Carlos Lopes Pereira

No Burkina Faso, milhares de pessoas manifestaram-se, no dia 30 de Abril, em Uagadugu e noutras cidades, em apoio ao governo, que anteriormente revelou ter frustrado uma «grande conspiração» urdida na Costa do Marfim e refutou ingerências dos Estados Unidos da América.

Segundo meios de comunicação africanos, os manifestantes na capital, em Bobo-Dioulasso – a segunda maior cidade – e em Boromo empunhavam cartazes com dizeres como «Apoio total ao presidente Ibrahim Traoré e ao povo do Burkina Faso», «Abaixo o imperialismo e seus lacaios locais», «Viva a resistência anti-imperialista», «Não às manobras das potências imperialistas para minar a nossa revolução» ou «Não à ingerência dos EUA».
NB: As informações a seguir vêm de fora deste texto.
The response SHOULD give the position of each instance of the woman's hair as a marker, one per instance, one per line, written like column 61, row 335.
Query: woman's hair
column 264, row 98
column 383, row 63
Em meados do mês passado, o governo provisório, liderado pelo capitão Ibrahim Traoré, anunciou ter descoberto e desmontado um complô visando «semear o caos total» no Burkina, em mais uma «tentativa de desestabilização das instituições republicanas». Acusou os mandantes dos conspiradores de beneficiar da ajuda da vizinha Costa do Marfim, antiga colónia francesa que mantém fortes laços neocoloniais, incluindo militares, com Paris. O ex-presidente burquinense Blaise Compaoré, condenado por traição e por ter orquestrado o assassinato do líder revolucionário Thomas Sankara, em 1987, é um dos exilados em território marfinense, com a protecção da França.
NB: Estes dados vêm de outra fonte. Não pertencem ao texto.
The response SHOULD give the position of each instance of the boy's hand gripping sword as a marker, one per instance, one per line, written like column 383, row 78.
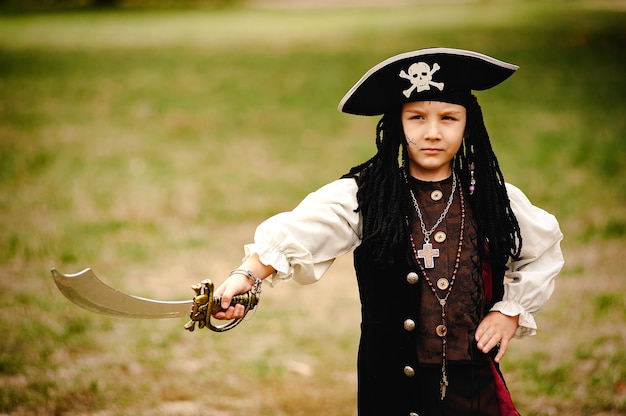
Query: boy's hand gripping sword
column 87, row 291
As manifestações foram convocadas pela Coordenação Nacional das Associações de Vigilância Cidadã para denunciar «a hipocrisia das antigas potências coloniais, que criminalizam a resistência enquanto pilham o continente africano» e alertar para «a desinformação mediática que procura diabolizar os líderes pan-africanistas». Para o secretário-geral do movimento, Ghislain Somé, a mobilização popular é a prova de que o povo está comprometido com os seus dirigentes e garante que jamais os inimigos do Burkina conseguirão desestabilizar o país. Já o primeiro-ministro, Rimtalba Ouédraogo, reiterou que «a juventude está de pé, o povo patriota está de pé, os combatentes da liberdade no mundo estão de pé», pelo que o povo burquinense deve permanecer de pé, mais do que nunca, porque «quando o povo se ergue, os imperialistas tremem».
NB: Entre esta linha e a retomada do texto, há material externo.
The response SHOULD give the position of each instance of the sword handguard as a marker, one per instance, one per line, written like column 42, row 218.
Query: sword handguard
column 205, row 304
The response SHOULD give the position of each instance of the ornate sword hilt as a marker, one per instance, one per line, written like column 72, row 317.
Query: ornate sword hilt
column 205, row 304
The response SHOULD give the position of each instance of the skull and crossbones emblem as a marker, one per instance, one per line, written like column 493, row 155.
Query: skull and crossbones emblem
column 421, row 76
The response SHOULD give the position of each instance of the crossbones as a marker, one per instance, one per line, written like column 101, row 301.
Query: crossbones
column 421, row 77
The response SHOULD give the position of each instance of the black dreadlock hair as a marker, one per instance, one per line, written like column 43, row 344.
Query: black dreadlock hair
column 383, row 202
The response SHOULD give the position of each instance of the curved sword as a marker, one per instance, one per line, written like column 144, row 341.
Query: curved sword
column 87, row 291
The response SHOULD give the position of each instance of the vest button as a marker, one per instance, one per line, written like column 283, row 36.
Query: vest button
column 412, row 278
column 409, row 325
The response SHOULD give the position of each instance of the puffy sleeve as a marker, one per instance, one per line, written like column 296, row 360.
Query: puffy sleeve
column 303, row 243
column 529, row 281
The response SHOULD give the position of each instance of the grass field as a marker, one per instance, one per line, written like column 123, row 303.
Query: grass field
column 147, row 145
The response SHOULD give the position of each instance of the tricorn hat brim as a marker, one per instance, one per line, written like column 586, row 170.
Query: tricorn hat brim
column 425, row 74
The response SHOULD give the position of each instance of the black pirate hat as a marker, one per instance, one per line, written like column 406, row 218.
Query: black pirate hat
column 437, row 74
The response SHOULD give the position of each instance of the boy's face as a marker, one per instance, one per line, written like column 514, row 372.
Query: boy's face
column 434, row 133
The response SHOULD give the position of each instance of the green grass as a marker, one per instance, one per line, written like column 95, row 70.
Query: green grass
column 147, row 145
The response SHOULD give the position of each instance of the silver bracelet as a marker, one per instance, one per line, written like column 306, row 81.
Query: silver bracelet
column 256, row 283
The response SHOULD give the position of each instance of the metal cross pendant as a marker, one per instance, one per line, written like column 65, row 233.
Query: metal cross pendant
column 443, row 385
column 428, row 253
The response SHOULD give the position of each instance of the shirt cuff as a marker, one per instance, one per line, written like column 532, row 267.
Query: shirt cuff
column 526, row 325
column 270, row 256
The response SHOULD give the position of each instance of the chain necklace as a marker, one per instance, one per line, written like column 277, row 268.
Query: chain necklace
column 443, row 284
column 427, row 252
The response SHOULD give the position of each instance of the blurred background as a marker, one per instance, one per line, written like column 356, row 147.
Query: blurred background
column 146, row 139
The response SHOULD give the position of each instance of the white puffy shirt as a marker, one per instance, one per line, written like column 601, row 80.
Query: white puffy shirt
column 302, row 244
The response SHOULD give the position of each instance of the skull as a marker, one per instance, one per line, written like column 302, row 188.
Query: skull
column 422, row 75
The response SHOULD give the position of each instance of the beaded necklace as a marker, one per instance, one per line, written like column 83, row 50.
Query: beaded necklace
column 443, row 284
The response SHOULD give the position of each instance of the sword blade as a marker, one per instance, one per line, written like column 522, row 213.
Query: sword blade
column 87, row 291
Um outro objectivo das manifestações foi o de rechaçar as mais recentes pressões e ingerências dos EUA no Burkina Faso, que integra a Aliança dos Estados do Sahel juntamente com o Níger e o Mali. Esses países expulsaram as tropas francesas e norte-americanas dos seus territórios, retiraram-se da Comunidade Económica dos Estados da África Ocidental (Cedeao), cancelaram acordos que beneficiavam potências estrangeiras e decidiram seguir uma via de desenvolvimento liberto das peias do neocolonialismo.

O governo em Uagadugu repudiou com firmeza declarações do novo chefe do comando militar dos EUA para África (Africom), general Michael Langley, perante o Senado, em Washington. Afirmou ele – depois de uma visita à Costa do Marfim – que os dirigentes burquinenses utilizam as reservas de ouro do seu país em proveito próprio.

A resposta a Langley surgiu de diversas forças progressistas na África Ocidental, que lembram que Níger, Mali e Burkina Fasso «já não são Estados vassalos» e que, hoje, constituem um exemplo para todos os povos africanos que lutam contra a dominação imperialista.